La chiave di svolta della finale dei campionati del mondo, nonché della mia nascita medesima, fu quando Antonio Cabrini detto il bello sbagliò il rigore che c’era ancora luce, e io devo aver dato un gran pugno sul muro e pure un calcione, perchè mia madre, fu proprio in quel momento, secondo la leggenda, che iniziò a sentirsi strana. Ma mia madre aveva poco più di diciotto anni, all’epoca, meno di quanti ne ho io adesso, e cosa volevate che ne sapesse di contrazioni e perdite di acque.

Quando finalmente si decise a confidarsi con la sua amica Maddalena Zedda, era già il secondo tempo, e la palla stava volando verso il centro dell’area, dove Pablito da lì a qualche istante avrebbe inzuccato di gran culo il gol del vantaggio. Fu l’apoteosi.

Segnammo ancora due volte, ma mia madre, che non voleva mettere troppo in agitazione babbo, non aveva ancora avuto il coraggio di confidarsi con Maria la figlia del carabiniere di Pedras, visto che da Maddalena Zedda era già stata liquidata con un frettoloso: ma proprio adesso che vinciamo?

L’esercito germanico era stato annientato. Eppure, due ore prima, solamente a sentire quei nomi ci veniva la tremarella: càlz, rummenìg, brèitner, scitìliche. Guardali lì adesso, a testa bassa e svogliati come mucche, mentre noi italici, popolo di scansafatiche traditori, li stavamo irretendo con i passaggetti bastardi a zoff, le cadute con le caviglie doloranti per finta e le sostituzioni che non servivano ad un cazzo se non a perdere tempo.

Il fischio finale fu una liberazione per tutti, e l’accenno di ola da parte di sandro pertini fu l’ultima immagine che mia madre si ricorda di aver visto, tanto che, sempre secondo la leggenda, io fui tra i primi a prendere alla lettera il presidente, alzandomi in piedi di colpo e stendendo mia madre a gambe all’aria in mezzo alla bolgia dei festeggiamenti. La mia nascita fu il primo ed ultimo evento mediatico di Pedras Longa, seguito in diretta da almeno duemila persone che sostenevano mia madre e me con un tifo da stadio.

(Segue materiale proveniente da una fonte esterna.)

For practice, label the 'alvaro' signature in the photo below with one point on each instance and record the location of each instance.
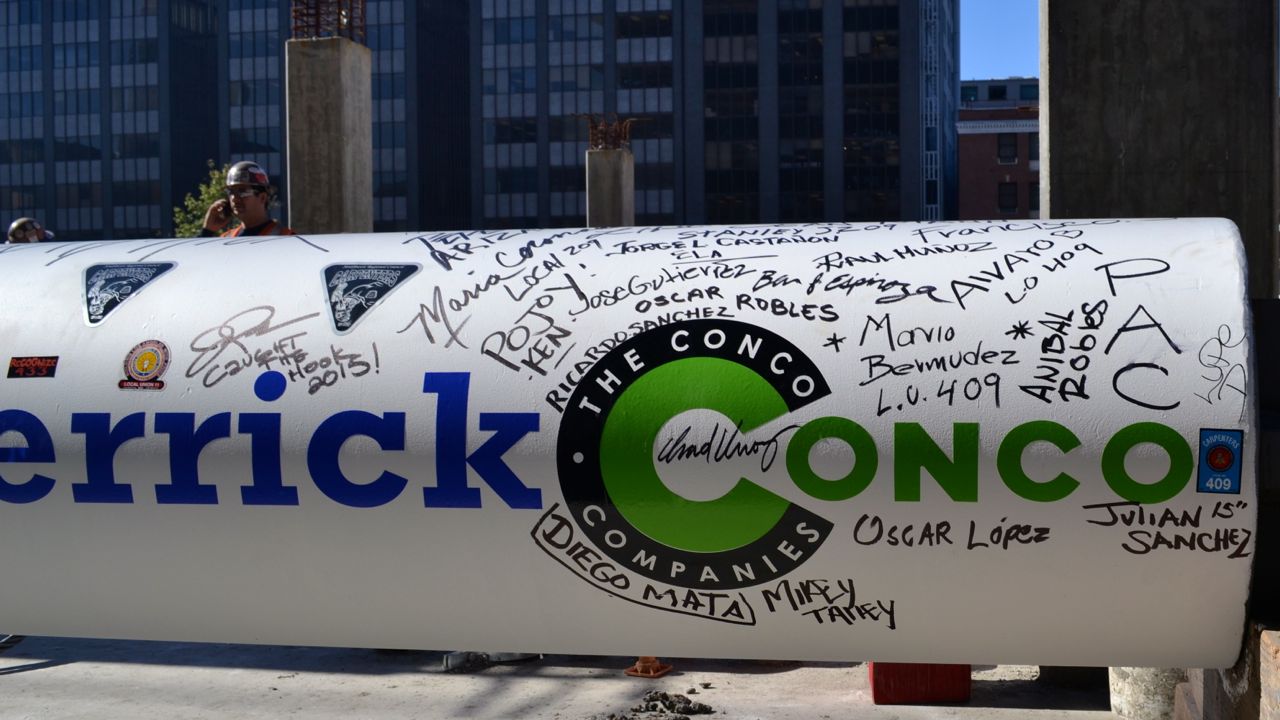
(210, 345)
(723, 445)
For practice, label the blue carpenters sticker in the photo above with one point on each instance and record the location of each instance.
(1220, 461)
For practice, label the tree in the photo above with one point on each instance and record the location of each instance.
(190, 219)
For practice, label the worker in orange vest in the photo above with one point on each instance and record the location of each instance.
(248, 192)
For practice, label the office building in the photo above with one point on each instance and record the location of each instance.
(113, 108)
(999, 158)
(745, 110)
(101, 127)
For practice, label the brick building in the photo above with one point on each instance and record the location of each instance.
(999, 149)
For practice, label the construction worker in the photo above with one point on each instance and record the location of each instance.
(28, 229)
(248, 192)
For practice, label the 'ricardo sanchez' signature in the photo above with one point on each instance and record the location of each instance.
(213, 345)
(723, 445)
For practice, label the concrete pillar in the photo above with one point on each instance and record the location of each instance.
(329, 89)
(1144, 693)
(1237, 692)
(1162, 109)
(611, 188)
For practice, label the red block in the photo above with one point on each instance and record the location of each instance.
(906, 683)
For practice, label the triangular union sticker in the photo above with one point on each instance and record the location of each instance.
(355, 290)
(106, 287)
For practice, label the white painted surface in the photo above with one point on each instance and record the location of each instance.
(522, 317)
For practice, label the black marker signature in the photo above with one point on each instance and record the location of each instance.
(211, 343)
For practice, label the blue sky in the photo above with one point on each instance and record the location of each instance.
(999, 39)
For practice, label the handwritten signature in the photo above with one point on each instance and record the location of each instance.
(222, 351)
(1224, 374)
(723, 445)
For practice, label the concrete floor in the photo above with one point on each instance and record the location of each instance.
(64, 678)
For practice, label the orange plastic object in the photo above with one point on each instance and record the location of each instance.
(648, 666)
(906, 683)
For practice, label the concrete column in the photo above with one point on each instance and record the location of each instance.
(330, 146)
(1162, 109)
(1144, 693)
(611, 188)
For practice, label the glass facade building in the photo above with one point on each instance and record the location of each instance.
(745, 110)
(114, 108)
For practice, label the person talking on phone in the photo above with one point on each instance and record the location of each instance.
(248, 192)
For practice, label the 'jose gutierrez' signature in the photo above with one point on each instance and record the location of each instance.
(211, 343)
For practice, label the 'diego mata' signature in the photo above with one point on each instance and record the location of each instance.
(1224, 376)
(222, 351)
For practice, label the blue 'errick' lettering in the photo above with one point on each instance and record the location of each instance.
(188, 440)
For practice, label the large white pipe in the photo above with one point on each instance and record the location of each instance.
(976, 442)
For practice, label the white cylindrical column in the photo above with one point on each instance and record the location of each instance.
(1020, 442)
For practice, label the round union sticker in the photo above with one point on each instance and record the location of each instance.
(145, 364)
(1221, 458)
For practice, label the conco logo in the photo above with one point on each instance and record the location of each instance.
(608, 442)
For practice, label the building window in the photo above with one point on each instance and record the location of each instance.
(1006, 197)
(1006, 149)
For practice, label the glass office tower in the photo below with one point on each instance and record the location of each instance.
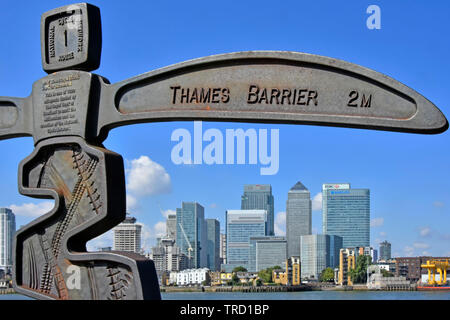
(385, 251)
(318, 252)
(266, 252)
(298, 217)
(346, 213)
(259, 196)
(213, 240)
(241, 225)
(7, 230)
(191, 233)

Non si poteva perdere un solo istante. Malgrado si fosse scolato mezza bottiglia di Villacidro Murgia, il dottor Maccioni fece un lavoro egregio, facendomi uscire in poco più di mezz’ora. Strinse il cordone ombelicale con la pinza per fare le palline dei gelati, e mi mise tra le braccia di mio padre, il quale, in lacrime per la gioia, mi sollevò al cielo per mostrarmi alla folla.

Io, Gavino Dante Pablito Floris, nato da solo un minuto, e già campione del mondo, osannato come un faraone.

Che bazzecola è la vita, devo aver pensato.

Da quel momento in poi, cosa poteva significare vivere, se non l’aver paura di precipitare?